Le meneur de jeu - il demandera la balle en mouvement côté balle, orienté de façon à l'attraper en ayant déjà dans son champ visuel la ligne de fond adverse.

- Si le dribble est nécessaire, il se fera uniquement dans le camp défensif, avec passe dans une aile (sinon c'est que la contre-attaque est peu probable).

Les ailiers - tant que la balle est dans le camp défensif, ils doivent courir à pleine vitesse dans les couloirs extérieurs. Pour éviter que des défenseurs se remettent en jeu par leur repli, la balle doit franchir le milieu du terrain en moins de 3 secondes (utilisation du temps pour inciter les attaquants à avoir un bon "spacing").

Remarques :

- Les jeunes ont tendance à ne pas courir près des lignes de touche, à se rabattre trop tôt vers le panier et à ralentir pour demander la balle. Cette mauvaise trajectoire de l'ailier entraîne un rapprochement trop important entre le meneur et l'ailier ainsi qu'un mauvais angle de passe.

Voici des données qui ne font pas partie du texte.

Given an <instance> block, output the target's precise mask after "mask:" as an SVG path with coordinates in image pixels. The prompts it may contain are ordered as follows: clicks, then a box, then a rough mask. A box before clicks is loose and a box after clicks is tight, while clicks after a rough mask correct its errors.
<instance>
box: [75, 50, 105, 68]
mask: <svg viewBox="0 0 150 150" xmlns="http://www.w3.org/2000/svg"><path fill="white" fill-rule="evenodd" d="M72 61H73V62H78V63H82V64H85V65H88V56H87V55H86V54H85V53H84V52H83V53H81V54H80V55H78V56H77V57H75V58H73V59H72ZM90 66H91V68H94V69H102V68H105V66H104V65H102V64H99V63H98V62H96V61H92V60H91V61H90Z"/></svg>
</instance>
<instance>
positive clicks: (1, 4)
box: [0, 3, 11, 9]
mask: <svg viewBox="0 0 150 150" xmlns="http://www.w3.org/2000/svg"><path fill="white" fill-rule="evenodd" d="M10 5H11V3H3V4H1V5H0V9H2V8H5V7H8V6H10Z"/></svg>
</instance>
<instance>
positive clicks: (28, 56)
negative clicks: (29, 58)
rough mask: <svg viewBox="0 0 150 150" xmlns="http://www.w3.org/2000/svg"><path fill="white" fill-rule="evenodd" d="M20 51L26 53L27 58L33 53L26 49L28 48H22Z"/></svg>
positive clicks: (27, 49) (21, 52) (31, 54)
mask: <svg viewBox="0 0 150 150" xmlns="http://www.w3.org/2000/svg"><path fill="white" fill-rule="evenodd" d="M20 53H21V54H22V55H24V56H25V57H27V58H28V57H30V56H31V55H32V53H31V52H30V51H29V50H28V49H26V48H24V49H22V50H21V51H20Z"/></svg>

La défense s'en trouve facilitée d'autant.

- Ils ne couperont pas (c'est un choix),

- S'ils ne sont pas libres, ils se prépareront à recevoir la balle en zone d'attaque en prenant le spot extérieur à 45', hors des 6,25m,

- Si besoin est, ils utiliseront le dribble pour se replacer et trouver un couloir de passe vers l'intérieur au 4 qui se présente poste bas.

Le 2ème suiveur (le plus souvent le n°5)

Pendant que le meneur de jeu progresse, le 5 court vers l'extrémité de la ligne de lancer franc adverse non recherchée par le meneur (couloir libre), 5 se stoppera hors des 6,25m sans changer de couloir et selon que le meneur passe la balle ou ne la passe pas et que le 5 est du côté fort ou non, différentes alternatives de transition apparaîtront que nous ne pouvons développer ici.